I believe that the teaching of these major religion has a more secular component than religious. For most of the cities in the middle east was formed through Islamic ambitions. Without including the religion will not give these students the full description on the history of these people. Matter of fact the majority of history has a religious purpose in the background and by not providing it would leave holes into why are the things the way they are now. I see no issue in having the major religions being taught in school, with a major purpose for secular teaching and religious advancement, because it provides a background of world history.

Cori T said...

I agree with both Tyler and Dylan on several points. First, I do not think that religion should be pulled out of schools. I think religion is integral to culture and that should be covered in schools so that children are exposed to (all) the beliefs that dictate (albeit in different ways) the majority of the world's lives.
Second, as Tyler said, there would be a benefit on devoting more time to Islam because it is less understood in our society.
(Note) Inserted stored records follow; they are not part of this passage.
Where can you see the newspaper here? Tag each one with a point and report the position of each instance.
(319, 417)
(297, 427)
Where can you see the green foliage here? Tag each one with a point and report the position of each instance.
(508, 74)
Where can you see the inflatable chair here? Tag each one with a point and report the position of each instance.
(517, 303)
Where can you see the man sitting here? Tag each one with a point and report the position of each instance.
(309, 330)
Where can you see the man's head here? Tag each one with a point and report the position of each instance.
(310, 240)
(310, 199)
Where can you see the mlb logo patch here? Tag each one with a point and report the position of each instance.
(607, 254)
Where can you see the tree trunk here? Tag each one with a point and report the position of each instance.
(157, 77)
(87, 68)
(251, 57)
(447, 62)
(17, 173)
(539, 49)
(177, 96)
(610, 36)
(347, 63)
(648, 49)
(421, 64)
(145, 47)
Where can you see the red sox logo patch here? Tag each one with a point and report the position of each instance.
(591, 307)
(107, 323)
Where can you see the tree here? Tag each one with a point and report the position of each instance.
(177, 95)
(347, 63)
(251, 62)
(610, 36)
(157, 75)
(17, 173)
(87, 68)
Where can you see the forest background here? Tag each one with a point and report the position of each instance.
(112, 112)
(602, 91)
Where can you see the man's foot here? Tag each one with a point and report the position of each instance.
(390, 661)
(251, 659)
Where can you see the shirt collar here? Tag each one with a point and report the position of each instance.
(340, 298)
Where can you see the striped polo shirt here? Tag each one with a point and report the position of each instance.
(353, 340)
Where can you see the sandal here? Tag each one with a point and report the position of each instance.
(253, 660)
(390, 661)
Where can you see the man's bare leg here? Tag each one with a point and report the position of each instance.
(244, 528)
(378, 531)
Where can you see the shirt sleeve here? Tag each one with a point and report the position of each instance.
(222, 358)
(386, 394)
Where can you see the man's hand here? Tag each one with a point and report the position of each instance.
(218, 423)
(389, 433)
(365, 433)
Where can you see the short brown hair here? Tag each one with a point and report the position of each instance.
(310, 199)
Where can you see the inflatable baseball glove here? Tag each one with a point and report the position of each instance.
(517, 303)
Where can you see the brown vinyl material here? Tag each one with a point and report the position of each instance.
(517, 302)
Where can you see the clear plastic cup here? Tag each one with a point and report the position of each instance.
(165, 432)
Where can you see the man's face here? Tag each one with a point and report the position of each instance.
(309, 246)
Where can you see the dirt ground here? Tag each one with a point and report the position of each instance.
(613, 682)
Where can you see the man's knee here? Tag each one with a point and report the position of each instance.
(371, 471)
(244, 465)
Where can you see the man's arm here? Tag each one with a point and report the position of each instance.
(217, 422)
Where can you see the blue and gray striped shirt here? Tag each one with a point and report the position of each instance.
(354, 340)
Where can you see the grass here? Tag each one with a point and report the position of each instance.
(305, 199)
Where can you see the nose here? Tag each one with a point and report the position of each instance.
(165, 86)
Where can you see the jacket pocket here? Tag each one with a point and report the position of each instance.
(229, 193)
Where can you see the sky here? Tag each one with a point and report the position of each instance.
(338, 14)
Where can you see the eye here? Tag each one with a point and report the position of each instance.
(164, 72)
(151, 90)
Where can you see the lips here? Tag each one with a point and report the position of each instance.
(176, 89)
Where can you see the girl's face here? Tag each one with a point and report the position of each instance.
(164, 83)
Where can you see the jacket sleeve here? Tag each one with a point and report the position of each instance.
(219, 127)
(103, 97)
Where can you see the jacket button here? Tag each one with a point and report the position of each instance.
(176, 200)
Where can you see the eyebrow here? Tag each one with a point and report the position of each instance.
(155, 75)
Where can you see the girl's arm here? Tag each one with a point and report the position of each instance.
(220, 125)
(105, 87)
With more knowledge, perhaps discrimination and stereotypes will be reduced/debunked.

SC said...

I am slightly more sympathetic to the complaints that there is too much religious coverage altogether. However, I found the people that are complaining because they want Christianity covered more to be humorously hypocritical. They are essentially accusing the school of favoring a religion, while asking to be favored at the same time. Also, I fail to understand how 32 pages out of 1,000 can be considered too much. In addition, the school did not write the textbook, and the school was surely limited by the fact that there are a finite number of textbooks on the subject of world history. Therefore, even if the rise of Islam was overrepresented, the fact that it is could be largely incidental.